Akasa Air buys engines worth $4.5 billion for new 737 Maxs

DUBAI, United Arab Emirates — India’s startup Akasa Air announced today it had chosen CFM International’s LEAP-1B turbofan engines to power its newly bought Boeing 737 Max jets, a deal valued at some $4.5 billion.

The companies struck the agreement, which includes spare engines and long-term servicing, at the Dubai Air Show, the five-day trade expo underway in the United Arab Emirates’ commercial hub. Chicago-based aviation giant Boeing Co. scored its first major sale of the show on Tuesday, clinching a deal with Akasa Air, a new budget carrier backed by Indian billionaire Rakesh Jhunjhunwala, to sell 72 Maxs for some $9 billion.

The substantial deal gave a lift to the order book for the Max, which was grounded for nearly two years after two fatal crashes in Ethiopia and Indonesia.
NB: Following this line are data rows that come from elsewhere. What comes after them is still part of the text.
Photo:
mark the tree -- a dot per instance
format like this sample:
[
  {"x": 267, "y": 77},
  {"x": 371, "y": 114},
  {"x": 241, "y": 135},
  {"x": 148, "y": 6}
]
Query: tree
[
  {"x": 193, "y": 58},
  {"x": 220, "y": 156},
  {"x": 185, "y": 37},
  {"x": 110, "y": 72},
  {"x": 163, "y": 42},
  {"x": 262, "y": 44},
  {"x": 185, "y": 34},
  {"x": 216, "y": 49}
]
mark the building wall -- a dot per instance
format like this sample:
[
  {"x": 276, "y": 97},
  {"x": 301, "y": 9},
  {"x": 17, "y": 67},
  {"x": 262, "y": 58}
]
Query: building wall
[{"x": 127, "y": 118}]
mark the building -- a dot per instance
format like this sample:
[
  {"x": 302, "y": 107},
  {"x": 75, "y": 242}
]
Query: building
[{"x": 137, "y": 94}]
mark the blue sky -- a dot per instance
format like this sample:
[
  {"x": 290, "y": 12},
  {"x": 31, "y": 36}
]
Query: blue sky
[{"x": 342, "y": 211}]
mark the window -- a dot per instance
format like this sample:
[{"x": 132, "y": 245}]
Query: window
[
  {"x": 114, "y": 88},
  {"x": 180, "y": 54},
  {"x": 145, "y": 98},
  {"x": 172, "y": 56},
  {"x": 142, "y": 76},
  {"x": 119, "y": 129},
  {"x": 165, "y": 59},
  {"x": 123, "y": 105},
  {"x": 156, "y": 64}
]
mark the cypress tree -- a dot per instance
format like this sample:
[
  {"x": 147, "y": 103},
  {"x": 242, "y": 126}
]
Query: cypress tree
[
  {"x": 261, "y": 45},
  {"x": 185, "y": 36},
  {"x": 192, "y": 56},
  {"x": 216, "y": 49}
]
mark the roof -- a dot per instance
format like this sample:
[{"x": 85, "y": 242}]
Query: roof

American regulators recertified the plane for a return to service last year, and India lifted the ban just months ago.

The Dubai Air Show typically pits Boeing and its European rival Airbus against each other in the crucial Mideast market filled with long-haul carriers connecting East and West. Airbus has announced three multibillion-dollar sales this week — although that’s still a distant cry from the tens of billions of dollars in orders at previous shows before the global pandemic struck and ravaged the aviation industry.

Mohammed bin Zayed Al Nahyan, Crown Prince of Abu Dhabi and the country’s de facto ruler, was on hand at the Dubai convention center Wednesday, touring showcases of missile defense systems and Israel’s military-industrial behemoths, which are presenting for the first time after the countries normalized relations last year.